On his first visitors’ day, Harper was there, sitting in a cheap plastic chair in the bunker-like visitors’ room, having left her phone, keys and scanner in a numbered plastic tub in reception.
She’d been to jails before for interviews, but never like this – never for someone she cared about. Someone who had betrayed her trust.
The prison was a vast, intimidating high-security building hidden away behind a twenty-foot steel fence topped with barbed wire. As she pulled up to the gate, she saw sharpshooters with binoculars and rifles positioned atop towers at every corner.
The guard checked her driver’s license against a list on a clipboard, and then waved her through.
‘Have a nice day,’ he told her.
Inside was a concrete hell of echoing voices, crying babies, repeated cold-blooded announcements about drugs, guns and threats of arres
t. It smelled of disinfectant, sweat and a bitter residue of fear.
Harper sat stiffly in her chair, conscious of every single person around her, eyes on the door through which the prisoners appeared, one at a time. When Smith finally walked through, her heart twisted.
His hands were cuffed to a chain connected to his ankles. Like all the other convicts, he wore a plain white jumpsuit with a number on the back. He looked thinner and much older, but there was some color in his cheeks.
He shuffled behind the guard, his eyes sweeping the room anxiously. When his eyes met Harper’s, his shoulders sagged.
Slowly, he made his way toward her, his chains jangling with each step. When he neared, a guard bristling with weaponry appeared next to him to unlock the handcuffs.
The guard recited the words he’d already said dozens of times today.
‘No touching. No exchanging of belongings. Hands on the table. Don’t make me yell at you. Enjoy your visit.’
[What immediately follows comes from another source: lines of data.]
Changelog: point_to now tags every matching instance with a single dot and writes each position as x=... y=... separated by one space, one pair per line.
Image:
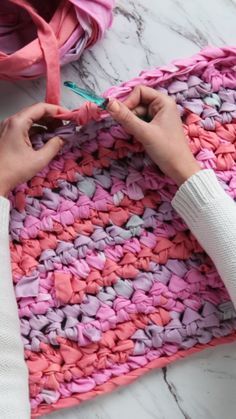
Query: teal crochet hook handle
x=87 y=94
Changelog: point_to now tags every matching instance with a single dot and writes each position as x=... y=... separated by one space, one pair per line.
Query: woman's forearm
x=14 y=397
x=211 y=216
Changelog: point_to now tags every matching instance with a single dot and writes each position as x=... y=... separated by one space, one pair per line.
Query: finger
x=48 y=152
x=130 y=122
x=140 y=111
x=143 y=95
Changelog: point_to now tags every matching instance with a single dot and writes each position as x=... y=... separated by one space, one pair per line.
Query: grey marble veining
x=147 y=33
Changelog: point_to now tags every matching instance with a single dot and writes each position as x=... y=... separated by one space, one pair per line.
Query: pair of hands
x=162 y=137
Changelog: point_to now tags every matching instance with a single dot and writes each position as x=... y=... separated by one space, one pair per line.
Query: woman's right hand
x=163 y=137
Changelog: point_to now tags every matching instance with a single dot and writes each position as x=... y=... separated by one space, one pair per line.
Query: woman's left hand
x=19 y=162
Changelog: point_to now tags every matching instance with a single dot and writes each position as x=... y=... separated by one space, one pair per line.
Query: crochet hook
x=87 y=94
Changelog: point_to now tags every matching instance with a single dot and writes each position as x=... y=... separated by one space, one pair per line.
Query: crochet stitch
x=109 y=281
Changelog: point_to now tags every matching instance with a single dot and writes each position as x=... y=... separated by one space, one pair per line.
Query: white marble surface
x=147 y=33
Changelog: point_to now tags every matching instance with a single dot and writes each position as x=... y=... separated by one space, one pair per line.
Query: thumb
x=48 y=151
x=122 y=114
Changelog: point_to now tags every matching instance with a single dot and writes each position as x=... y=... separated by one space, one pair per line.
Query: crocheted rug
x=109 y=281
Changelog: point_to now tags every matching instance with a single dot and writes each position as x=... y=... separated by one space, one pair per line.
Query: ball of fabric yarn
x=110 y=283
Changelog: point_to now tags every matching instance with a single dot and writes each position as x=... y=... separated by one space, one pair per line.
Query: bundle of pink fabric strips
x=109 y=281
x=37 y=36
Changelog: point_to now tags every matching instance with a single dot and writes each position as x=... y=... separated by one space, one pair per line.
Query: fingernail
x=113 y=106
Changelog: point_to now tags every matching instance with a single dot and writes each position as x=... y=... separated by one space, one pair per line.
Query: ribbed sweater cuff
x=198 y=191
x=4 y=215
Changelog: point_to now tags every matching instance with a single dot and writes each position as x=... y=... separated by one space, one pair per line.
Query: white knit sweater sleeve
x=14 y=397
x=211 y=216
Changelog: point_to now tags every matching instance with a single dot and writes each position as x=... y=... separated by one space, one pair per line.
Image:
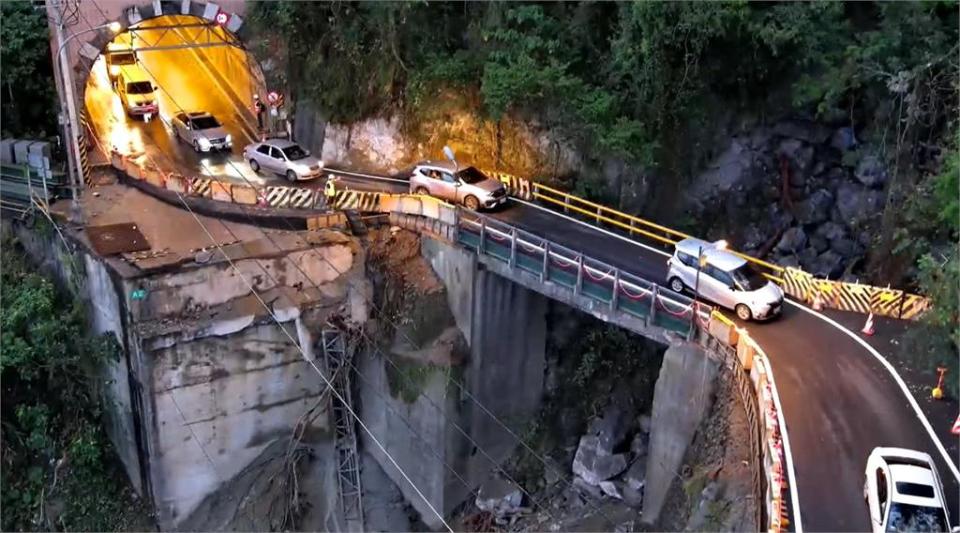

With that, he walked away. Leaving the two of them alone.
Rubbing his wrists, Smith lowered himself into the seat, swinging his chained ankles under the table, with effort.
Harper had waited a long time for this moment. Now that it had arrived, all the words she’d planned to say disappeared from her mind.
She hadn’t told anyone she was coming here today. Not even Bonnie. No one would understand. But there were things she had to know. Things only Smith could tell her.
She’d told herself it would be hard, but she could get through it. She was prepared to cry, to scream.
Now that she was here, though, she felt curiously empty. As if her real emotions were far away.
Smith eyed her cautiously. When she said nothing, he gave a long sigh.
‘Dammit, McClain,’ he growled. ‘Don’t you ever give up?’
‘No, sir,’ she said. ‘I do not.’
She rested her hands on the scarred table. She didn’t know where to start – or what to say.
‘You look thin,’ she told him. ‘Don’t they feed you here?’
‘They do. But the food is terrible.’
‘Well,’ she said. ‘I guess losing weight is good for you.’
‘That is what they say.’ He glanced at her shoulder, clad in a loose, dark top. ‘You got that cast off.’